Identidade e Família não se discutem. Defendem-se! A maioria do povo português, não tenho dúvidas, subscreveria esta frase e o que ela encerra. E foi por isso que este livro causou tanta celeuma, polémica e repúdio entre a elite bem-pensante, e ao mesmo tempo, tanto apoio entre as pessoas comuns. São estas pessoas, gente normal, com fé ou sem fé, novos e velhos, das cidades ou do interior; são estas pessoas, que até muitas vezes nem são propriamente conservadoras, ou católicas, ou da Direita Nacional – como eu sou, por exemplo, – que vi aplaudir este livro.

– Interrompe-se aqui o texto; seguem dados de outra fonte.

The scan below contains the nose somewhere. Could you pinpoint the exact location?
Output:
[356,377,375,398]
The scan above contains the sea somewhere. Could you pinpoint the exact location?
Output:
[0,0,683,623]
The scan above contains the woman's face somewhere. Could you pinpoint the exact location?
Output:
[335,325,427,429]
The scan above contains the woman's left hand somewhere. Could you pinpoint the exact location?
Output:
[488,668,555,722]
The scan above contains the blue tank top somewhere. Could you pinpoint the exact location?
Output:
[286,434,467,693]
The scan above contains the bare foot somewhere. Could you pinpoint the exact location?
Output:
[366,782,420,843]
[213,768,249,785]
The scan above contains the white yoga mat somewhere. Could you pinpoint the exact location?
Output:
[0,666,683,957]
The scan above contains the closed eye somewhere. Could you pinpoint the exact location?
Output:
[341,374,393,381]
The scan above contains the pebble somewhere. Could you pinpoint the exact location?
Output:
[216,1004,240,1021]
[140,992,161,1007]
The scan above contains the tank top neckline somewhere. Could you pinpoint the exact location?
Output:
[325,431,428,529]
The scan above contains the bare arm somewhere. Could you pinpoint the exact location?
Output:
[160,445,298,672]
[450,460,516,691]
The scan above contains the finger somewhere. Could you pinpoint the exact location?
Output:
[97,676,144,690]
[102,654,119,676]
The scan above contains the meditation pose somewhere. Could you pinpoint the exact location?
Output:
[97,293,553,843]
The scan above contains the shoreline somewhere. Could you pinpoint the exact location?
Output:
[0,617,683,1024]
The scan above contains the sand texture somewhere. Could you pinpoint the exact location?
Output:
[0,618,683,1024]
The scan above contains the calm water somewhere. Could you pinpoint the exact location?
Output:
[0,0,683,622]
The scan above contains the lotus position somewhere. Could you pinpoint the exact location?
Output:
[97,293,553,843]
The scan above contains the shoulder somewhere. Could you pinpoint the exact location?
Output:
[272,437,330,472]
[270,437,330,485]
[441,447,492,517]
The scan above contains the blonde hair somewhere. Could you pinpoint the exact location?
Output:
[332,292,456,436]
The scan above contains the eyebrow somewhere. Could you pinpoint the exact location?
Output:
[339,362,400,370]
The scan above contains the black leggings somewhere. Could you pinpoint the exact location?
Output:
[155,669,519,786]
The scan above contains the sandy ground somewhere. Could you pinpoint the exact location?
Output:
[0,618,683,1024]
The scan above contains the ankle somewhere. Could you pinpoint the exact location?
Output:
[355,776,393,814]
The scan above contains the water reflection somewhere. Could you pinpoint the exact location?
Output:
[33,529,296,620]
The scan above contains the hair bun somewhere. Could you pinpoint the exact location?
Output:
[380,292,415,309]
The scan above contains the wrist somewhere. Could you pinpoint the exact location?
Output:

São as pessoas simples, muitas vezes alheadas da política, que já começam a ficar fartas de Wokismo, da agenda de género, da erotização das crianças, da doutrinação nas escolas, do revisionismo histórico, do descontrolo migratório. Estas pessoas, não são “racistas” nem “fascistas”. Querem é o Portugal de sempre, o Portugal em que nasceram, aquele que querem legar aos seus filhos e netos: um Portugal Português, com a sua identidade própria e bem vincada, com tradições e costumes, gastronomia e cultura, afetos e dizeres, que em todos os casos, têm na Família o seu elo de transmissão por excelência.
A elite política não se apercebe, mas o país está a mudar muito. E as prioridades em S. Bento, não são necessariamente as mesmas a preocupar essa grande e heterógena massa de pessoas, que é o povo português. Os revolucionários de hoje, refinada espécie de herdeiros, dos jacobinos, ateus e maçons de outrora, que se cuidem: a reação está aí, mais forte, mais viva e genuína, do que certamente esperavam. E, podem crer, os que querem acabar com a Família Natural e com a Identidade Nacional, que sairão derrotados. Porque a natureza do Homem, e o organicismo das Nações, por muito que os totalitarismos, de ontem e de hoje, os queiram alterar, nunca poderão fazê-lo, seja em nome de que ideia, ideologia ou doutrina for.